Игорь, это так естественно, что в твоем окружении как талантливого поэта – только прекрасные и умные женщины. Они любят тебя не только за талант, но и за способность восхищаться другими и ценить других! Но не всем же так повезло… А в рассказе «Мова» герою вообще не повезло…

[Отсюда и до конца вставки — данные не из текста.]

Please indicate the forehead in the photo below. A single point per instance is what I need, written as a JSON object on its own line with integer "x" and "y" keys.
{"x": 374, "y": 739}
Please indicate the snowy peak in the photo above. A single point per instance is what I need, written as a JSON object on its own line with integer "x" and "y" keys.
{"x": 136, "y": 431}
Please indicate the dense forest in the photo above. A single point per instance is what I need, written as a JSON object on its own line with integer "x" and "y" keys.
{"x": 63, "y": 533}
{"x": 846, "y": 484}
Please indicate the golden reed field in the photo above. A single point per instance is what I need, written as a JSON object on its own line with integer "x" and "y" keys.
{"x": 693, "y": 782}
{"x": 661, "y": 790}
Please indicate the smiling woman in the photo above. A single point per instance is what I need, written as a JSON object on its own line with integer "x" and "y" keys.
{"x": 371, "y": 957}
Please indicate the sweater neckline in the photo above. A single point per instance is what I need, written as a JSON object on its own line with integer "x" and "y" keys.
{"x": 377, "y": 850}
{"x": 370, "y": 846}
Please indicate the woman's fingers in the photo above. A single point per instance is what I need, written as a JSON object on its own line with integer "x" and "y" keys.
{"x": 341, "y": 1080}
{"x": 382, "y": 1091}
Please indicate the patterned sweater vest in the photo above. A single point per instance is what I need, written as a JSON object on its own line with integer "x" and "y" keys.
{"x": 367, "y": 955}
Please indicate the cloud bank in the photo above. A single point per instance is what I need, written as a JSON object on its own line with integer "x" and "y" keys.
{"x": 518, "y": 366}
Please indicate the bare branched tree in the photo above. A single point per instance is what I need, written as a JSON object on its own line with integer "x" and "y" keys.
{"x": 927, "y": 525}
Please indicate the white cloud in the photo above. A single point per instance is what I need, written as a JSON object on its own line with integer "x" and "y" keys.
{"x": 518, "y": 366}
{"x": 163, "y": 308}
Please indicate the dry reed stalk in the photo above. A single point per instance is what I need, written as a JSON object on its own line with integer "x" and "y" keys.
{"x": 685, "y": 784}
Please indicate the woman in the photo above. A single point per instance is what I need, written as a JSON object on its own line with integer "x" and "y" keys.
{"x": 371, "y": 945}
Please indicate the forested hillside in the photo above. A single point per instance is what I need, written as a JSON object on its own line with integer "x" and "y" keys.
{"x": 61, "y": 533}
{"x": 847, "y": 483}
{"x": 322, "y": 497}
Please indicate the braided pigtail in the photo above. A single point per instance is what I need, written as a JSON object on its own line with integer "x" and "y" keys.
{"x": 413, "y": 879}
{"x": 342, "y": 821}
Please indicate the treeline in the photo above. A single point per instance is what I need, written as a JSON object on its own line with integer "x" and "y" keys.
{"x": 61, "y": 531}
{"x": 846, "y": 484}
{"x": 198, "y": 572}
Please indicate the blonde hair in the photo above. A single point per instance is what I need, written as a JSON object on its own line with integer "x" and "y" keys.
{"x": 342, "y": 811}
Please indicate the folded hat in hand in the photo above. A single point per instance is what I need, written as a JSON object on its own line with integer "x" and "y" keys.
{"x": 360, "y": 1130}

Уважаемые Анна К. и Нина М.! Я давно наблюдаю за талантом поэта ИК. талантом, глубоко уходящим в корни близлежащей от моей школы его школы! Я помню ИК. сорванцом с ранцем, носившего портфели девочек и агитируя им строки РОСТА с доски мелом, начертанные моей коллегой от Маяковского! Внимание: портфели цветом не повторялись ни разу — я следила из окна! Делайте выводы, ув. женщины! И хочу вас предостеречь от многих ошибочных действий действующих женщинами в сети вокруг этого заманчивого человека! С требовательностью совета убеждаю вас любить только стихи, а не коварство таланта, ибо талант принадлежит голове конкретного физ.лица, а от физ.лица, сами знаете, бывает трудно отвернуть привязанность слуха и зрения, в отличие от стихов, которые можно содержать в моральной чистоте настольной книгой!
И в завершении разрешите завершить стихами Великого предшественника но из старших классов, в связи с чем не помню Ф.И.
Следя за натяженьем поводков
Он окружен всегда любовью,
А мне расплачиваться кровью
Среди наивных дур и вдов!..
***************
Ниже следуют главы орифмованной аналогии моего вам предупреждения!
Уважаемая Светлана Юрьевна Ткаченко Ваши опасения напрасны. Спите спокойно. Скажу только за себя. Знаю, что рифмуются слова – кровь-любовь. Ах, как хорошо об этом сказала М.Петровых: «Назначь мне свиданье на этом свете/ Назначь мне свиданье в двадцатом столетии/ Мне трудно дышать без твоей любви/ Вспомни меня, оглянись, позови…». Однако не все игры приемлемы в старости. А потому приоритетом является духовная любовь, т.е. дружба. Я надеюсь, что Вы разрешите быть восхищенной дурой, но Боже упаси — вдовой.
«Игорь, это так естественно, что в твоем окружении как талантливого поэта – только прекрасные и умные женщины. Они любят тебя не только за талант,…»
Аня! Тут ошибка! Не «Они любят тебя не только за талант,…». а МЫ любим тебя не только за талант»
В копилку Разрушения — так бы я озаглавила этот хорошо написанный рассказ.
Герой рассказа (ФИО — очень напоминает ФИО мирового гения, не знаю специально ли это (по злобе) или случайно (так сложилось). Судя по рассказу, учитель может быть моим ровесником, человек, образование которому дали в 70-80 годы. И вот он — учитель.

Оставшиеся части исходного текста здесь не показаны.